Tale Of Genji Overveiw Essay, Research Paper
1. The men expected the “hidden flower” to be from the upper class, however, middle class was acceptable. Being in the lower class was totally unacceptable. The woman must have flawless beauty, intelligence, faithfulness (even though this was hypocritical), and submission. Submissiveness is a wishy-washy characteristic because Genji was most attracted to those that rejected him and did not accept his advances as Murasaki and Aoi did.
Genji wanted to mold the perfect woman or “hidden flower” out of Murasaki. She was hidden away and he kidnapped her to make her into who he wanted her to be. Genji seemed to enjoy the chase and challenges involved with women. He seemed to move from one woman to the next to boost his self esteem and solidify his image as a man.
Each woman had admirable traits; however, each woman had very distinctable flaws to Genji, which discredited her from being the “perfect” woman. For example, Murasaki was very young and not submissive due to her immaturity. Aoi was very harsh and provided no chase for him because she already belonged to him. Rokujo was seven years older than Genji and was very jealous. The Saffron Flower did not possess the flawless beauty that was desired. All of these women were beautiful in their own ways; Genji was too blind to realize it.
2. Geni was charming on the exterior to most that knew him. However, a closer examination reveals that he is selfish, uncompassionate, unfaithful and superficial. He is everything I am not looking for in a man. He sees what he wants and he takes it, as he did with Murasaki. He is very hypocritical. Genji expects his wife to be faithful to him while he is constantly sharing himself with other women.
Lady Murasaki does praise Genji; however, her compliments do not match his actions. Lady Murasaki might have experienced a similar experience in her own life. She might have been using Genji as an example to show how men are praised for doing immoral acts such as being unfaithful when women are ridiculed for such acts.
3. Women are expected to serve men submissively. They are like flowers…beautiful, fragile and they have no choice in who comes along and picks them. Women were used for entertainment and satisfaction. The book seemed to basically revolve around Genji’s relationships with women.

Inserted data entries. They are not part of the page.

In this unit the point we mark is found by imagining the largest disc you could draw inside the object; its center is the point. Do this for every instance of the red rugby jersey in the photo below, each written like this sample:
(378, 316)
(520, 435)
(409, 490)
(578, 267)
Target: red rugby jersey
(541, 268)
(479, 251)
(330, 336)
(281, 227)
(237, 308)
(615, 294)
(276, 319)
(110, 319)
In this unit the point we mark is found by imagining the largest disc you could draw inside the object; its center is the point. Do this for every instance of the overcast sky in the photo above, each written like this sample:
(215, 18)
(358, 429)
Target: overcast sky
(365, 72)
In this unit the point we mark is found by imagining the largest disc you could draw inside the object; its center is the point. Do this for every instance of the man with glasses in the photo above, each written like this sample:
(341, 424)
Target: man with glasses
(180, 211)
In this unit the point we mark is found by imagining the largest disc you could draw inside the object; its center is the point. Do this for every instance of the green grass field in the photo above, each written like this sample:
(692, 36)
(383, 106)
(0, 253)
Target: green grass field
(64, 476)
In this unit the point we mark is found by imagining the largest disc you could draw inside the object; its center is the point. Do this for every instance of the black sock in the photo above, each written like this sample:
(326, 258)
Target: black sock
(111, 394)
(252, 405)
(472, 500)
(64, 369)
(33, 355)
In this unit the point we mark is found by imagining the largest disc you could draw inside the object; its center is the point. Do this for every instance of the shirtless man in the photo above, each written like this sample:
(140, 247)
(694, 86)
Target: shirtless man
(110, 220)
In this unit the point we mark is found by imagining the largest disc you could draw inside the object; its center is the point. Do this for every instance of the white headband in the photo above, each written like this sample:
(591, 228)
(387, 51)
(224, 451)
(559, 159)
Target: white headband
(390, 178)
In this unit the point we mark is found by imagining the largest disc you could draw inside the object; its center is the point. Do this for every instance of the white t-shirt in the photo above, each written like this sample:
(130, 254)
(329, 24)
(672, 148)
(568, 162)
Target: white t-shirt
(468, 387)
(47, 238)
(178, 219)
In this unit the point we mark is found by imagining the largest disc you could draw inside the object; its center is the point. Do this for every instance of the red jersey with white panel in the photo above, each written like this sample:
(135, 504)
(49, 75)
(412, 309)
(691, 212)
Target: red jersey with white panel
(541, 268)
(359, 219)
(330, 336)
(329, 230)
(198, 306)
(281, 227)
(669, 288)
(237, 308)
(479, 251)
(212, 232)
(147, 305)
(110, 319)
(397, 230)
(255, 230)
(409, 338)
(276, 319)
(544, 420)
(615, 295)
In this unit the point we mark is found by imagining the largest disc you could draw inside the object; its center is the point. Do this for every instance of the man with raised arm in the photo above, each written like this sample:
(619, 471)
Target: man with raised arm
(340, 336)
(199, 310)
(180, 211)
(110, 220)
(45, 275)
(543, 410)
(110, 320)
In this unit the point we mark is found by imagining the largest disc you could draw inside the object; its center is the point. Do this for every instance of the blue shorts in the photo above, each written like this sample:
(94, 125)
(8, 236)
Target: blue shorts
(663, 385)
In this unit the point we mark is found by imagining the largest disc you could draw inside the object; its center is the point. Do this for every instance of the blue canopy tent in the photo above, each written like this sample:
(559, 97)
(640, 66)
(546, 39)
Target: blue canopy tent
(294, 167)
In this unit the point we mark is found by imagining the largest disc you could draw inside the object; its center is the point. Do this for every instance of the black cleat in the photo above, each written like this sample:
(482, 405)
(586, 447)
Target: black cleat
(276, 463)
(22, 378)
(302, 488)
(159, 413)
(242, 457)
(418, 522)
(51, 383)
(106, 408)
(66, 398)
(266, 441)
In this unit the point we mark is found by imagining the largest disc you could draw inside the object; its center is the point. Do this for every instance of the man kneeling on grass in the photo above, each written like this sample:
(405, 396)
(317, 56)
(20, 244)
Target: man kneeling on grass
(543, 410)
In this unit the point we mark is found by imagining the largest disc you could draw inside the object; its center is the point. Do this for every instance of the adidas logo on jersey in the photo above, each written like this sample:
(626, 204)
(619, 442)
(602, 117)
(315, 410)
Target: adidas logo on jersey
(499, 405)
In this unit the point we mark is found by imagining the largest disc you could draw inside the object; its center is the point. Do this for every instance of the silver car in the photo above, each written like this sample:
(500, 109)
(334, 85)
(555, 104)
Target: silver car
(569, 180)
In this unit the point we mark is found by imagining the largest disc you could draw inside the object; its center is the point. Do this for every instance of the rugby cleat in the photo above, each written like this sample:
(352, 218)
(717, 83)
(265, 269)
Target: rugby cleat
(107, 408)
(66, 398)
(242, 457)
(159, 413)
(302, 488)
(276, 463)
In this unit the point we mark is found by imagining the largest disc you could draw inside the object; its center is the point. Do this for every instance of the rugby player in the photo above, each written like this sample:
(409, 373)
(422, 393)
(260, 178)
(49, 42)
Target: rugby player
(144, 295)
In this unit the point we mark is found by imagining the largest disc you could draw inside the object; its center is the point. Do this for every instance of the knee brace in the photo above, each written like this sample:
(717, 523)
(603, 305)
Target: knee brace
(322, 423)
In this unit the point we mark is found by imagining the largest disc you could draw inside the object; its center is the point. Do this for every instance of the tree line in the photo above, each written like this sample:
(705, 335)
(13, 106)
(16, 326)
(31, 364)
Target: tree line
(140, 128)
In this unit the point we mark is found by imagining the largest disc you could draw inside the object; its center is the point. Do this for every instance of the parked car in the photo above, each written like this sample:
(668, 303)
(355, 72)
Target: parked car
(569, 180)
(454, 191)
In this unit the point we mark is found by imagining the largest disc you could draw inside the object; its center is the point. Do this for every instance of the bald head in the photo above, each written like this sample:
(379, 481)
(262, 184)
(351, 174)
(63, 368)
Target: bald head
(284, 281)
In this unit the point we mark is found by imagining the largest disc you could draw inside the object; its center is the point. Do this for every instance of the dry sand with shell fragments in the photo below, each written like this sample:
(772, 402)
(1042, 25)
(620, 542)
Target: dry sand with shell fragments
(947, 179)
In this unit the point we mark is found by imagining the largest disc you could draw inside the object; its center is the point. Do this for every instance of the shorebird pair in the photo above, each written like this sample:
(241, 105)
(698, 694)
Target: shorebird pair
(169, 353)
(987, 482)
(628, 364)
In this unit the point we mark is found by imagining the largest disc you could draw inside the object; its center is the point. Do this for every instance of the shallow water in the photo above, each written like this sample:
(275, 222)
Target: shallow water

4. Clothes represented social status throughout the novel. Even if women were not completely acceptable to Genji, he would send them clothes to bring them up to his standards. People were very self-conscious of style. Still today people are judged based on name brands and styles of clothing.
5. Sneaking around was a central theme in the novel. Shadows and screens enhanced this subject. The houses and rooms were easily entered and open which might have represented the ease with which Genji entered into affairs with various women. The houses were remote which made sneaking around possible. Several instances occurred which represented the characters emotions and the events taking place. For example, the storm after Aoi’s death represented the mourning and darkness in Genji’s life.
6. Poetry and letters were the main form of communication throughout the novel. Secrecy and coded information were very important as well. Secrecy made the encounters more exciting and mystifying. People were judged by how well they wrote poetry and the style in which it was written. The color of the paper was also vital for it set the mood and communicated unwritten emotions.